Rio Tinto a procédé à l’installation de quatre presses de 85 tonnes chacune pour appliquer une pression mécanique sur les résidus de bauxite afin de les assécher.

Rio Tinto: une nouvelle technologie pour les résidus de bauxite

La compagnie Rio Tinto concrétise un effort supplémentaire en matière environnementale avec l’utilisation d’une technologie de filtration à la fine pointe à la raffinerie d’alumine Vaudreuil.

La multinationale de l’aluminium a procédé à la mise en service de filtres-presses six semaines avant l’échéance et avec un budget moins élevé que les 250 millions de dollars prévus initialement.

Dans un communiqué de presse, Sébastien Ross, directeur exécutif des opérations de Rio Tinto au Québec, précise que cette technologie offre des avantages environnementaux importants en faisant passer la raffinerie à l’entreposage de résidus de bauxite asséchés.

Le nouveau procédé de filtration industrielle consiste à appliquer une pression mécanique sur les résidus de bauxite dans le but de les assécher pour faciliter leur entreposage.

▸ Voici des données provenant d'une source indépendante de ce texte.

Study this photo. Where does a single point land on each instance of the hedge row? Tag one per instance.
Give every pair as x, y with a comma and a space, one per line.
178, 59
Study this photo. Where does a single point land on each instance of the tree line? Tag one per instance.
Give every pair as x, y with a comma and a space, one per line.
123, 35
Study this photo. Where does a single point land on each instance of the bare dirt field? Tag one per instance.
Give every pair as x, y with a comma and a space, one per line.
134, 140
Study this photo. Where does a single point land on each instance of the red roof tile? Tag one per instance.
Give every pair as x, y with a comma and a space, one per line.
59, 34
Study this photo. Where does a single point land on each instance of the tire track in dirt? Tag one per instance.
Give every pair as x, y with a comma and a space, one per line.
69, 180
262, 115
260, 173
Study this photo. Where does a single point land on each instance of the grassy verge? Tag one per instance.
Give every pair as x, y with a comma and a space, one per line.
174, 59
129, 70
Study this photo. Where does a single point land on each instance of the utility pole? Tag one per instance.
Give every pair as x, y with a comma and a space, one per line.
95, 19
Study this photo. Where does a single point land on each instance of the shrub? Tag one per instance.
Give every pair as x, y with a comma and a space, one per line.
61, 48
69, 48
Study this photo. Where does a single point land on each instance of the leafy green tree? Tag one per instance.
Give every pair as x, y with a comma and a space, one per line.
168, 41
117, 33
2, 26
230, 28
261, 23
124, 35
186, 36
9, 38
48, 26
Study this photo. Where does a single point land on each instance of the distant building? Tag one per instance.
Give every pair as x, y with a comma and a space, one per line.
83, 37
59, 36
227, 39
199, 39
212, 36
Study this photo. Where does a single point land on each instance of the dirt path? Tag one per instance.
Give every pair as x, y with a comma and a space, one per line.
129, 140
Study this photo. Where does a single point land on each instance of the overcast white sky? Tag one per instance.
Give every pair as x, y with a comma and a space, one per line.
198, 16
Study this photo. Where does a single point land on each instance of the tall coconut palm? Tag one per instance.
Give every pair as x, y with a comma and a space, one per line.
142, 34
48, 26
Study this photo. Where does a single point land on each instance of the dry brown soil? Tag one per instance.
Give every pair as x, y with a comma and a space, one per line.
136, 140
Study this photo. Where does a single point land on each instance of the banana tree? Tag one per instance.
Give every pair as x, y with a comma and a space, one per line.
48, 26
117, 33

Rio Tinto a procédé à l’installation de quatre presses de 85 tonnes chacune.

Il s’agit de la toute dernière technologie en matière de filtration industrielle.

« Ces filtres-presses prolongeront la durée de vie du site de résidus de bauxite (au-delà de 2022). Les presses seront pleinement opérationnelles au début de 2020. Les travaux ont été complétés six semaines avant l’échéance prévue et en deçà du budget de 250 M $ », note M. Ross.

« Les nouvelles presses assécheront les résidus en 17 minutes au lieu des trois ans qu’il faut compter actuellement », poursuit M. Ross.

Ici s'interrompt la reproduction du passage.